Análise | Especial Questões raciais

Temos vagas [mas só para brancos e magros]!

Um anúncio para cuidador de idosos em BH chamou a atenção por não admitir candidatos negros ou gordos. O fato virou caso de polícia pelo teor racista e gordofóbico. O acontecimento revela um mercado excludente, mas a repercussão aponta que a lógica preconceituosa no país passa por tensionamentos.

Somente brancos e magros estão aptos a cuidarem de idosos. Pelo menos, esta é a ideia contida em um anúncio de emprego, divulgado por uma psicóloga recrutadora a pedido da Home Angels Centro-Sul, na capital mineira.

O texto foi postado em um grupo de WhatsApp formado por profissionais da área. Reforçava a urgência da demanda, detalhava a remuneração, o tempo de experiência exigido e outros aspectos típicos de um anúncio dessa natureza. Mas havia um porém: negras e gordas não poderiam se candidatar.

O caso teve uma imensa repercussão negativa e uma cuidadora decidiu registrar um boletim de ocorrência por racismo e gordofobia. De fato, não há absolutamente outra leitura possível: trata-se de uma oferta genuinamente preconceituosa.

O acontecimento trouxe à tona uma gramática valorativa que hierarquiza trabalhadores menos pela capacidade profissional e mais pela cor da pele, peso, tipo de cabelo, em outras palavras, pela famigerada “boa aparência” – expressão hoje rara nos discursos oficiais de recrutadores, mas que implicitamente sobrevive.
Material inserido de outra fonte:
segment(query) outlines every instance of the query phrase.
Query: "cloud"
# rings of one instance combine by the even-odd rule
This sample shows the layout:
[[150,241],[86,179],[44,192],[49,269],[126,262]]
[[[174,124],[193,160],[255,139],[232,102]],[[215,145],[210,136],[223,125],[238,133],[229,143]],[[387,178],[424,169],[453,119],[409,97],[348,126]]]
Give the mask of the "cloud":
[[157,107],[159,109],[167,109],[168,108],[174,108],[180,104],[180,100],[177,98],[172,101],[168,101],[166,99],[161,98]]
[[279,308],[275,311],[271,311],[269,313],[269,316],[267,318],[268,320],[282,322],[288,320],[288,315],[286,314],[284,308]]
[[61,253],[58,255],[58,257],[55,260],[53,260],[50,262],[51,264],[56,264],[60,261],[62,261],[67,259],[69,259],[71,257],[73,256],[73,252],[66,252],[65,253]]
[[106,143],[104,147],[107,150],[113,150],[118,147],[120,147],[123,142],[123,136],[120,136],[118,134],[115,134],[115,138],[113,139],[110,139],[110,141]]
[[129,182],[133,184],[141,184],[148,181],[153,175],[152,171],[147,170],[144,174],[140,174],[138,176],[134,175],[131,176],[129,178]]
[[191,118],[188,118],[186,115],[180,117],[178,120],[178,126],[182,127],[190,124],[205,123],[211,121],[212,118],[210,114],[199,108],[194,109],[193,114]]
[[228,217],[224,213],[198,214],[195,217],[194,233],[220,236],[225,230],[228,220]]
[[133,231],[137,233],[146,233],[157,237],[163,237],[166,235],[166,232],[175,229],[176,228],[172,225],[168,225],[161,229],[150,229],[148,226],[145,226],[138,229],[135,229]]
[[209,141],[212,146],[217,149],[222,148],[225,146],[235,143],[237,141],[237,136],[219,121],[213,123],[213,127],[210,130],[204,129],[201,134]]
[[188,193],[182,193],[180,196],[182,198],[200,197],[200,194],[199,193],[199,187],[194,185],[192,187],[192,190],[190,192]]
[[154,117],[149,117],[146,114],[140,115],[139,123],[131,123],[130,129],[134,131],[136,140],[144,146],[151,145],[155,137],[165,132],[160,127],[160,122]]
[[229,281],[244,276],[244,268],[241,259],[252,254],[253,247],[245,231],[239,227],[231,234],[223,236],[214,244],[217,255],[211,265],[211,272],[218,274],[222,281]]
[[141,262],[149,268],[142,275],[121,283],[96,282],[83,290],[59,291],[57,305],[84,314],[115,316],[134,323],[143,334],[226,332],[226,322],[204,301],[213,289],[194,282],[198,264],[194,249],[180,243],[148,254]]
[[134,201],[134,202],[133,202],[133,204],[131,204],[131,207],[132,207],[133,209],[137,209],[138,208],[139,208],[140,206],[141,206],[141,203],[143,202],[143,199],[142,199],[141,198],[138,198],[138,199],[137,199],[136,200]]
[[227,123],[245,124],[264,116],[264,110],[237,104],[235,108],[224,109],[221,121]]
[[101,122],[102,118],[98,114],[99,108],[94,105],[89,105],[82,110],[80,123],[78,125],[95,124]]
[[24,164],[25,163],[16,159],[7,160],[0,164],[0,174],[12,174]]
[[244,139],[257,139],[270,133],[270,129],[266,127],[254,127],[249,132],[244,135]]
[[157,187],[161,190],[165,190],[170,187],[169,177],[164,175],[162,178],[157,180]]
Brasileiros que não vestem um manequim 38 são obrigados a conviver com recusas de trabalho, olhares e comentários embutidos em um tipo de preconceito praticado por 92% da população: a gordofobia. Mulheres obesas ganham menos e são contratadas para atuar mais em funções braçais do que na interação com o público.

Quanto aos negros, a desqualificação de sua força de trabalho e de seu valor enquanto sujeitos têm raízes no solo escravagista que originou a nação brasileira. Mesmo depois de oficialmente “livre”, em 1888, o negro permaneceu invisível no mercado de trabalho ou teve que se contentar com cargos e salários precários. Apesar de serem maioria no Brasil, o desemprego é maior entre pretos e pardos. Eles também recebem, em média, 74% a menos que os brancos. E a diferença salarial persiste independentemente do nível de escolaridade.
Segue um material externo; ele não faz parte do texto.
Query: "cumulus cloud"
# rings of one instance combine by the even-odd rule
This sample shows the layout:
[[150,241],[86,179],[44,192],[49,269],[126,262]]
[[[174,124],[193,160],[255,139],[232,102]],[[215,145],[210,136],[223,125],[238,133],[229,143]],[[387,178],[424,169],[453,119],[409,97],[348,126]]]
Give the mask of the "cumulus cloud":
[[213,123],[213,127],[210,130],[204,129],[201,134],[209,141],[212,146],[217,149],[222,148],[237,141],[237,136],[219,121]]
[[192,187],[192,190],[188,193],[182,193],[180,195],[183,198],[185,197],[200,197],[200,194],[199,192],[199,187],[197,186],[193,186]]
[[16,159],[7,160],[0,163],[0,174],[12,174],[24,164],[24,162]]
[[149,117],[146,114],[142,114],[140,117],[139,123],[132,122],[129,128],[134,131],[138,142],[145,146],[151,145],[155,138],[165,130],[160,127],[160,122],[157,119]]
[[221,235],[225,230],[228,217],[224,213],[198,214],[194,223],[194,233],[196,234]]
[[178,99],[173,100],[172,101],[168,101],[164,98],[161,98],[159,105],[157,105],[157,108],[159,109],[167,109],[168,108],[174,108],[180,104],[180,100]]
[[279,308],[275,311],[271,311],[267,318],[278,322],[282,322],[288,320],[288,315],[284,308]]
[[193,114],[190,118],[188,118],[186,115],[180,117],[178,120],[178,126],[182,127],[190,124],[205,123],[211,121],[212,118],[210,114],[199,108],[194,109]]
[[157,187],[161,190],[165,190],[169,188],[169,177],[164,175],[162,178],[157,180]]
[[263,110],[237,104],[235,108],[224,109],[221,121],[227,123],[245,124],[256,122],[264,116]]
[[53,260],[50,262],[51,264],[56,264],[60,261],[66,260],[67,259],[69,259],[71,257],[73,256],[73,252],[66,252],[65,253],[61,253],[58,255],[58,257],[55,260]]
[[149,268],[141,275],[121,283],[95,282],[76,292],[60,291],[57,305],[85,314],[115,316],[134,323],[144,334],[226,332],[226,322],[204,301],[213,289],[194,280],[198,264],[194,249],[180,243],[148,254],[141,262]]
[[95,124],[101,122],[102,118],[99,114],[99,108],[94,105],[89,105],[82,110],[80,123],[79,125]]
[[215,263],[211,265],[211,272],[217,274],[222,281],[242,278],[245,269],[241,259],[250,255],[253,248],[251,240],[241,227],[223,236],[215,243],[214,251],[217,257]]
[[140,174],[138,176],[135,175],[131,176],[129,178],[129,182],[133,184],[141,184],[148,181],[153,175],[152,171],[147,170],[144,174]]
No Dia da Consciência Negra, é preciso ver como o acontecimento aqui analisado joga luz sobre uma sociedade ainda extremamente preconceituosa, que qualifica seres humanos por características físicas e oculta a própria historicidade que permeia tal qualificação. Dizer que gordura é sinal de desleixo ou que o negro é menos capaz que o branco é uma construção discursiva ancorada em temporalidades e espaços simbólicos próprios – e que podem ser desconstruídos.

No caso do racismo, essa temporalidade já se arrasta por mais de 500 anos no Brasil. Em pleno século XXI, o talento de pretos e pardos é interditado, sua voz é silenciada enquanto sua corporeidade fala por meio da exclusão. Porém, a própria repercussão negativa da oferta de vagas para cuidador de idosos em BH aponta para algumas fissuras neste panorama. Claro que ainda há muito para se caminhar. E nossa marcha deve ser rumo a um país no qual não se contratem pessoas por seus traços físicos, em que não seja necessário separar um dia do ano para ressaltar a importância de raças e em que análises como esta sequer precisem ser feitas. Eis o horizonte esperado.